We all recall our own teenage rooms with pop-culture posters and such. We are familiar with our coordinated visually pleasing adult bedrooms. But perhaps you don’t write contemporary.
This week I was reading of ancient Icelanders who lived in long, narrow sod houses, with one way in or out. The “master bedroom” was the one furthest in mostly because it was warmest, but also most private. The children, workers, guests, etc., slept two per bed along the walls, and they slept head to foot because it conserved space. I tried to image it, and first only came up with cold feet on one hand, or stinky feet on the other.
In the book Oldest Confederate Widow Tells All, we read how 14-year-old Lucy’s 50-year-old husband was so large, he slept diagonally on the narrow bed. She curled up wherever she could.
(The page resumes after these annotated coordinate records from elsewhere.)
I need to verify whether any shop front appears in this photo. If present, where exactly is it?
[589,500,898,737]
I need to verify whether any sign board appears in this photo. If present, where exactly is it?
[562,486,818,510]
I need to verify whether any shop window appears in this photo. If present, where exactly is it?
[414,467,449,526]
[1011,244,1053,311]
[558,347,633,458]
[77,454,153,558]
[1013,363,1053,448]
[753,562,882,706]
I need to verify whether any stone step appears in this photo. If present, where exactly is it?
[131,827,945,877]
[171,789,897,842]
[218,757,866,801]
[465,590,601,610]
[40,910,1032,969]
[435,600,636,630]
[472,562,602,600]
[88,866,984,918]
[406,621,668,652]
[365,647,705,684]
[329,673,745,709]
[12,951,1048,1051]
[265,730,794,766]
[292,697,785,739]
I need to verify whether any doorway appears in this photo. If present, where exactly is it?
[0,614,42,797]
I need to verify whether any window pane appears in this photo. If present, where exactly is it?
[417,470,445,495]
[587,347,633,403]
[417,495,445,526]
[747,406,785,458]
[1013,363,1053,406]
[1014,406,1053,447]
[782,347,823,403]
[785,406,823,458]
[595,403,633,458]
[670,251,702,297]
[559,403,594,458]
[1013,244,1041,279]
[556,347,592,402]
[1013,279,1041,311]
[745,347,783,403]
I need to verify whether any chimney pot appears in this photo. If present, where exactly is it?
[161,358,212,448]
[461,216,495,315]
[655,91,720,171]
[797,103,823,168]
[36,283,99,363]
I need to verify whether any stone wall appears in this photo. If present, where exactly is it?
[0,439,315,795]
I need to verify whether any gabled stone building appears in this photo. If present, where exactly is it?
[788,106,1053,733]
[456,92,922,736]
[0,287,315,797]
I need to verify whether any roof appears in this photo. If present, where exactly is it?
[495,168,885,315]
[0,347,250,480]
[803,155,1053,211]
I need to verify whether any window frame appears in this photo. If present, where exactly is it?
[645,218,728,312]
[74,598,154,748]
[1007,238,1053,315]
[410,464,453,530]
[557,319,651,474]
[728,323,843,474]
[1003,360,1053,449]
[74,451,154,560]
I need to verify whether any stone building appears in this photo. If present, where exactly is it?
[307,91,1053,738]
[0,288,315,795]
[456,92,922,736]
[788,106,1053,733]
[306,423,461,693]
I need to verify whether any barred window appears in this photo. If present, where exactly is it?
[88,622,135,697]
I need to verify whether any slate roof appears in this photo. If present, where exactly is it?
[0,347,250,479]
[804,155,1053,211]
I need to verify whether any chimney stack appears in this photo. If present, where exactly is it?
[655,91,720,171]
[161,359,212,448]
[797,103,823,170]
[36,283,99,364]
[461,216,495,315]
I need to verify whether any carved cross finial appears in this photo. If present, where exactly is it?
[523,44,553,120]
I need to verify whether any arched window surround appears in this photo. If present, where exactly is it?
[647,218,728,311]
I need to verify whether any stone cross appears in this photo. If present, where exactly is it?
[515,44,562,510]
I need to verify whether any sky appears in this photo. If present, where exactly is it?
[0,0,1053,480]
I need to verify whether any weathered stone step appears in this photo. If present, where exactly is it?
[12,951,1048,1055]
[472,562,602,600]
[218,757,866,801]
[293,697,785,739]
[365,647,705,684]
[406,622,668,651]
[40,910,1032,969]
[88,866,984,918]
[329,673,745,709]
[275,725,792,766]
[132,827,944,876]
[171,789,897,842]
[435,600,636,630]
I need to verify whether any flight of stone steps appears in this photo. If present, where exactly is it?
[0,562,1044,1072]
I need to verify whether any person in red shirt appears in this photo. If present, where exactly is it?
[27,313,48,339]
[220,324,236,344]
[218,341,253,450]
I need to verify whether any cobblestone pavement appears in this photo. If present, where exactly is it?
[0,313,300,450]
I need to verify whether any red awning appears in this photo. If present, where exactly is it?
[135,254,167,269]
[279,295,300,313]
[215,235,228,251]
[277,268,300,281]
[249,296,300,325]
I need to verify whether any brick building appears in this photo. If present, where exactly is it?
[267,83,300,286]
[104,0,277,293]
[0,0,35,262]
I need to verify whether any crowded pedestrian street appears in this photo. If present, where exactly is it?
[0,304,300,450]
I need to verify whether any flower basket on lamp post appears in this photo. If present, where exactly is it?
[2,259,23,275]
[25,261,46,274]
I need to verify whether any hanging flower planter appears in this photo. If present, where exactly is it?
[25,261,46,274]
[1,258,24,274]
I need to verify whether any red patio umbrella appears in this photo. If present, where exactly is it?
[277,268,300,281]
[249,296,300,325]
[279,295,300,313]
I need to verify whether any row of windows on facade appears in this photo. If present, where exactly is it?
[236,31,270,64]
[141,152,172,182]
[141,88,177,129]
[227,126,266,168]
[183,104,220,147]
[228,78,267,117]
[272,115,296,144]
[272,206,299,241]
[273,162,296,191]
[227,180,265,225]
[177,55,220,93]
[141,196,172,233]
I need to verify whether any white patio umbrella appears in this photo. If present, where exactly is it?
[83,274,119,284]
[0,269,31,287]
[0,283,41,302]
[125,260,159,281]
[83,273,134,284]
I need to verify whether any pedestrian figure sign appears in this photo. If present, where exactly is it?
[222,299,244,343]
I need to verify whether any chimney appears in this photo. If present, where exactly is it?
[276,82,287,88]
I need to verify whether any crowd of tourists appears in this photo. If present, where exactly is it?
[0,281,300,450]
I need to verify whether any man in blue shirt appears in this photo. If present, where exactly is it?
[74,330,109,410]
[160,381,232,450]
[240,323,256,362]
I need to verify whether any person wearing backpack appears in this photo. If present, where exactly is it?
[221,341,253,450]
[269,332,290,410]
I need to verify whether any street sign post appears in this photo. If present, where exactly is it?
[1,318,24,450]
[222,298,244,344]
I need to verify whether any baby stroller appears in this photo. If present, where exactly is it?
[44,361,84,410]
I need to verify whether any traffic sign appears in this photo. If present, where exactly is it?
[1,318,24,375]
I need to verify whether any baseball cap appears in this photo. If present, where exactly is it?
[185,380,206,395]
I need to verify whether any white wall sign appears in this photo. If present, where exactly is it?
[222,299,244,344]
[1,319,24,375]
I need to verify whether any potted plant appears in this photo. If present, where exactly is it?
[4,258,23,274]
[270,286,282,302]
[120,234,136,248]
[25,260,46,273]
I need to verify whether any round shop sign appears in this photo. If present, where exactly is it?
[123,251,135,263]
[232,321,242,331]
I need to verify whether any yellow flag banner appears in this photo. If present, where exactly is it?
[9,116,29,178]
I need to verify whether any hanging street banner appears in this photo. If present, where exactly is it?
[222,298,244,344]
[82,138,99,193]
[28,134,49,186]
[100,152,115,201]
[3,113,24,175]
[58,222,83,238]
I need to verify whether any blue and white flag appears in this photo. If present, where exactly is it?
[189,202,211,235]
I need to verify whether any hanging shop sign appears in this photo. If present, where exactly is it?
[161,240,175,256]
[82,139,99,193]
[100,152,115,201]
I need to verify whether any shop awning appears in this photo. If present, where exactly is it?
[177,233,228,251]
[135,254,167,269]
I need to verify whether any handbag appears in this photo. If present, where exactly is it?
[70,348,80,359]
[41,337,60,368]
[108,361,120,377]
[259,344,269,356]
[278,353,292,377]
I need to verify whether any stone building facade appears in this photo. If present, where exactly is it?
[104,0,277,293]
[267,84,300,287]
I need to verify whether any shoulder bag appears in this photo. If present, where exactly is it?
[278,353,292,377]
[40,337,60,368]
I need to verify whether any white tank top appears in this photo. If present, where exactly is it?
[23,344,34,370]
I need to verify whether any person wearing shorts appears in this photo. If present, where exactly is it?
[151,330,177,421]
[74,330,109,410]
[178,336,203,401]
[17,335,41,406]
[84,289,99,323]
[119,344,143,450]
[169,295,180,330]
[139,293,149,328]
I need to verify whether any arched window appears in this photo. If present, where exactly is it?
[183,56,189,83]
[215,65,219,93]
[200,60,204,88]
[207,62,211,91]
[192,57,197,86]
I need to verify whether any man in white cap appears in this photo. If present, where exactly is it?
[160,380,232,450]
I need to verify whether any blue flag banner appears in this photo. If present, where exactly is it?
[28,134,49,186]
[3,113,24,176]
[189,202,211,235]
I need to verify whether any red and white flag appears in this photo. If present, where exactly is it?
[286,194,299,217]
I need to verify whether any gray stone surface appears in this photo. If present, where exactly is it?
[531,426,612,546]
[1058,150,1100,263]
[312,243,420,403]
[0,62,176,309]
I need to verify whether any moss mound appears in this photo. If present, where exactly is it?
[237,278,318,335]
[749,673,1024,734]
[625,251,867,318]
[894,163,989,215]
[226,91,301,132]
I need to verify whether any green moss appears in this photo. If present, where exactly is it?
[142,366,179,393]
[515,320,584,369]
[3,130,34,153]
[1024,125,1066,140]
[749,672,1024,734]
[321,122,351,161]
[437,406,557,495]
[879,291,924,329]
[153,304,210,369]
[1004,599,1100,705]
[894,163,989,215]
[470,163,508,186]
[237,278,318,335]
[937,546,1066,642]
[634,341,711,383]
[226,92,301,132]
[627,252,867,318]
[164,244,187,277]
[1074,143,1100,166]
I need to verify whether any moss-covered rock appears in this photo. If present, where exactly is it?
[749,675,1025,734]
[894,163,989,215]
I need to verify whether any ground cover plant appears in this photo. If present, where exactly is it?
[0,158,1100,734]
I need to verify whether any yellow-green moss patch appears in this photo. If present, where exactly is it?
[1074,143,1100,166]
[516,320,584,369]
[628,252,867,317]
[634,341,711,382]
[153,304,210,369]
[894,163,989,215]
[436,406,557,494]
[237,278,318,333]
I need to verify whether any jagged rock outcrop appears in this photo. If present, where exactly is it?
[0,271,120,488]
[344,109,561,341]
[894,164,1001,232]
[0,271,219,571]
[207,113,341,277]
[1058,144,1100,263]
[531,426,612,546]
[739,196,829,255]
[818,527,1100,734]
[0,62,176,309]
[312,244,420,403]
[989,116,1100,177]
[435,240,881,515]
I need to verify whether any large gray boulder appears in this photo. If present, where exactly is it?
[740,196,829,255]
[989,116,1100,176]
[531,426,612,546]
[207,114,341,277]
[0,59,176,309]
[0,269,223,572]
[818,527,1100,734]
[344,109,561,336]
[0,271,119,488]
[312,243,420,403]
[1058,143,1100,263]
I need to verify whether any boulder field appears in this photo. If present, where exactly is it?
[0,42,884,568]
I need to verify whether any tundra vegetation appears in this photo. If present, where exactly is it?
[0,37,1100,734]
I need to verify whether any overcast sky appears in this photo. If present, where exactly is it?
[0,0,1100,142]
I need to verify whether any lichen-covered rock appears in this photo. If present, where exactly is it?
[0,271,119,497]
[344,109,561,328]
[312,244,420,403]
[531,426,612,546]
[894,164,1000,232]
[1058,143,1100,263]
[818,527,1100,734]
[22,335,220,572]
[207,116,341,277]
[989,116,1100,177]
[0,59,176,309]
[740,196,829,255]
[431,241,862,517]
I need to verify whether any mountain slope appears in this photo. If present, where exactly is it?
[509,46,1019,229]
Have babies always slept in cribs? Where do they sleep today in rural China? A village in Ethiopia? On a Pacific Island?
In one of my books, I have people camping for a few weeks. This is not difficult for me to imagine since we were tent-campers for about twenty years. Write what you know. But my characters don’t even have a tent! Oh, that’s right. I’ve slept many a night outside with no tent myself, which is lovely, or exciting, like when a big, fat raccoon walked over me in the night. However, tent-camping or tentless-camping, I could quickly get to civilization and any amenities in short order, where that is trickier for my characters.
I think of cowboys who herded cattle from TX to the railroads up north, sending the cattle on to the packing houses in Chicago. (BTW, most cowboys were black-skinned, which is neither here nor there, but just clarifying history from those western actors of the ’50s.) A cowboy on trail usually wore one set of clothing for the two-week drive. He slept in his clothes and had a single blanket as a bedroll. That’s it. Hard ground. Single blanket. No pillow. Oh, and he burned his clothing at the end of the ride. Go figure.
So I reiterate: Where do your characters sleep? If it’s in a building, what is the furniture in the room? Pictures on the walls? Air circulation? Others the room? If it’s in a tree, what sort of tree and what additions? Cave? Woods? Seaside? Picture it. What sounds are there? Furnace humming? Wolves howling? Mosquitoes buzzing? Hold it. Visualize and listen to it 360 degrees. Doing it now means next week you will be ready to write it all up during NaNoWriMo (National Novel Writing Month).
Interesting post, Sandy. I’ve had characters sleep under the stars, on boats and in cabins. It occurs to me, that recently my characters have slept mostly in new bedrooms because they’ve had to move. That’s an interesting dynamic too.
Ooh. New bedrooms. Hadn’t thought of that one. You’re right. It’s a different/interesting dynamic since it’s not normal or usual and can give sleepless nights being in the unfamiliar. Thanks for commenting.